И вот он уже внизу, на веранде, в своем грубом свитере, и кажется, что он особенно глубоко и мерно дышит после работы, и смотришь тогда на него с удовольствием, с завистью, как, бывало, глядишь на бодрую молодую лошадь, все просящую поводьев, все подхватывающую с шага на рысь.

– Да что ты распускаешься! – говорил он мне, когда я болел или хандрил. – Ты бери пример с меня! Я до глубокой осени купаюсь в Яснушке! Что ты все сидишь или лежишь! Встань, займись гимнастикой…

Последний раз видел я его в середине октября. Пришел он ко мне в чудесный солнечный день, как всегда прекрасно одетый, в пушистой кепке. Лицо у него было печально, но разговор у нас начался бодрый – о буддизме почему-то, о том, что пора, пора браться за большие романы, что только в ежедневной работе единственная радость, а работать каждый день можно только тогда, когда пишешь большую вещь…

Я пошел его провожать. Он вдруг заплакал, отворачиваясь.

– Когда я был такой, как твой Алеша, – заговорил он, несколько успокоясь, – мне небо казалось таким высоким, таким синим! Потом оно для меня поблекло, но ведь это от возраста? Ведь оно прежнее? Знаешь, я боюсь Абрамцева! Боюсь, боюсь… Чем дольше я здесь живу, тем больше меня сюда тянет.

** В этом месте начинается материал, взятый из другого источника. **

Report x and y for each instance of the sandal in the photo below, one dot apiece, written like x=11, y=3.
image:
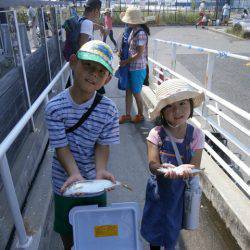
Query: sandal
x=137, y=119
x=124, y=118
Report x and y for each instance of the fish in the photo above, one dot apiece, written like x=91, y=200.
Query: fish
x=91, y=187
x=179, y=170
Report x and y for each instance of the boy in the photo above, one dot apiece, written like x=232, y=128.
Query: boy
x=83, y=153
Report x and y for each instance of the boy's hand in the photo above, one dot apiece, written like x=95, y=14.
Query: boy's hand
x=73, y=178
x=104, y=174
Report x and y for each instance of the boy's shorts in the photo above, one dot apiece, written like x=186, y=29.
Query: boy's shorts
x=64, y=204
x=136, y=80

Но ведь это грешно – так предаваться одному месту? Ты Алешу носил на плечах? А я ведь своих сначала носил, а потом мы все на велосипедах уезжали куда-нибудь в лес, и я все говорил с ними, говорил об Абрамцеве, о здешней радонежской земле – мне так хотелось, чтобы они полюбили ее, ведь, по-настоящему, это же их родина! Ах, посмотри, посмотри скорей, какой клен!

Потом он стал говорить о зимних своих планах. А небо было так сине, так золотисто-густо светились под солнцем кленовые листья! И простились мы с ним особенно дружески, особенно нежно…

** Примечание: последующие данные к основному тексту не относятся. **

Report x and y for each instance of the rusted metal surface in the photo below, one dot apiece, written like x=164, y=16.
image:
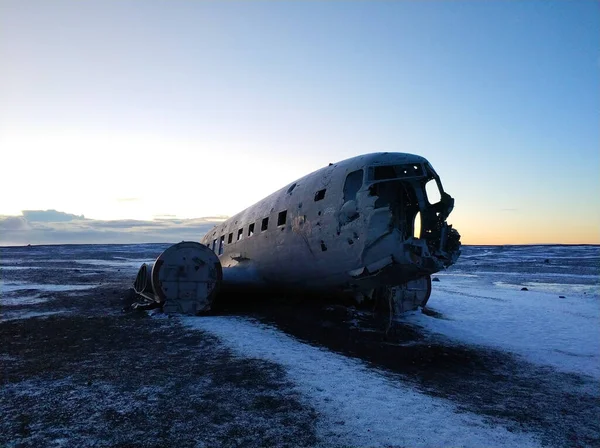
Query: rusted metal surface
x=348, y=227
x=185, y=279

А три недели спустя, в Гагре – будто гром грянул для меня! Будто ночной выстрел, прозвучавший в Абрамцеве, летел и летел через всю Россию, пока не настиг меня на берегу моря. И точно так же, как и теперь, когда я пишу это, било в берег и изрыгало глубинный свой запах море в темноте, далеко направо, изогнутым луком огибая бухту, светилась жемчужная цепочка фонарей…

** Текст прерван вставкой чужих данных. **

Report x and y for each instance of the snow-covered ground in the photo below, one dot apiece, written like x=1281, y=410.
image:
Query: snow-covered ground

Тебе исполнилось уж пять лет! Мы сидели с тобой на темном берегу, возле невидимого во тьме прибоя, слушали его гул, слушали влажный щелкающий треск гальки, скатывавшейся назад, вслед за убегающей волной. Я не знаю, о чем думал ты, потому что ты молчал, а мне воображалось, что я иду в Абрамцево со станции домой, но не той дорогой, какой я обычно ходил. И пропало для меня море, пропали ночные горы, угадываемые только по высоко светящимся огонькам редкие домики, – я шел по булыжной, покрытой первым снегом дороге, и когда оглядывался, то на пепельно-светлом снегу видел свои отчетливые черные следы. Я свернул налево, прошел мимо черного пруда в светлеющих берегах, вошел в темноту елей, повернул направо… Я взглянул прямо перед собой и в тупике улочки увидел его дачу, осененную елями, с полыхающими окнами.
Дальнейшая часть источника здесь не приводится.